A coalition of concerned parents is calling on New York’s governor to enact landmark legislation designed to impose safety and transparency requirements on major artificial intelligence developers. More than 150 parents have signed a letter urging Governor Kathy Hochul to sign the Responsible AI Safety and Education (RAISE) Act into law without any modifications. This bill, which cleared both houses of the state legislature in June, would mandate that creators of powerful AI models, such as those from Meta, OpenAI, and Google, establish detailed safety protocols and report significant safety incidents.
The push from parents comes amid reports that Governor Hochul is considering substantial revisions to the bill, changes that critics argue would significantly weaken its provisions and align it more closely with the interests of the technology industry. This situation mirrors recent legislative battles in California, where similar proposals were altered following intense lobbying from major AI firms.
Unsurprisingly, the proposed regulations face strong opposition from within the tech sector. Industry groups, including the AI Alliance, whose membership features companies like Meta, IBM, and Intel, have labeled the RAISE Act as “unworkable.” A separate political action committee funded by prominent AI investors and executives has launched advertising campaigns targeting one of the bill’s lead sponsors, New York State Assemblymember Alex Bores.

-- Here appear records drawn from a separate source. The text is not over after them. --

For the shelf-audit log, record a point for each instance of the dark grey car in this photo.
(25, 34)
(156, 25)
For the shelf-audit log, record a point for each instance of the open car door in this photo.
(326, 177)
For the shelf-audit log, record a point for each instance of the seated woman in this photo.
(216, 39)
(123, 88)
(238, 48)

The parent-led letter, organized by ParentsTogether Action and the Tech Oversight Project, carries a deeply personal weight. It notes that some of the signatories have “lost children to the harms of AI chatbots and social media.” The parents describe the current version of the RAISE Act as providing essential, “minimalist guardrails” that are urgently needed.
They emphasize that the legislation is narrowly targeted, applying only to the largest companies investing hundreds of millions annually in AI development. Under the bill, these firms would be required to disclose major safety incidents to the state attorney general and publicly release their safety plans. A critical provision would prohibit the release of any advanced “frontier” AI model if its deployment could create an unreasonable risk of catastrophic harm.
This risk is specifically defined as scenarios potentially causing the death or serious injury of 100 or more people, or economic damages exceeding one billion dollars. It also includes preventing the development of AI models that could autonomously facilitate the creation of weapons of mass destruction or commit serious criminal acts without meaningful human control.
The letter draws a direct parallel between the current debate over AI and past controversies surrounding social media. “Big Tech’s deep-pocketed opposition to these basic protections looks familiar because we have seen this pattern of avoidance and evasion before,” it states. The signatories point to extensive documentation of harm to young people’s mental health and well-being, which they attribute to the unchecked rollout of algorithmic social media platforms that operated for years without sufficient transparency or accountability.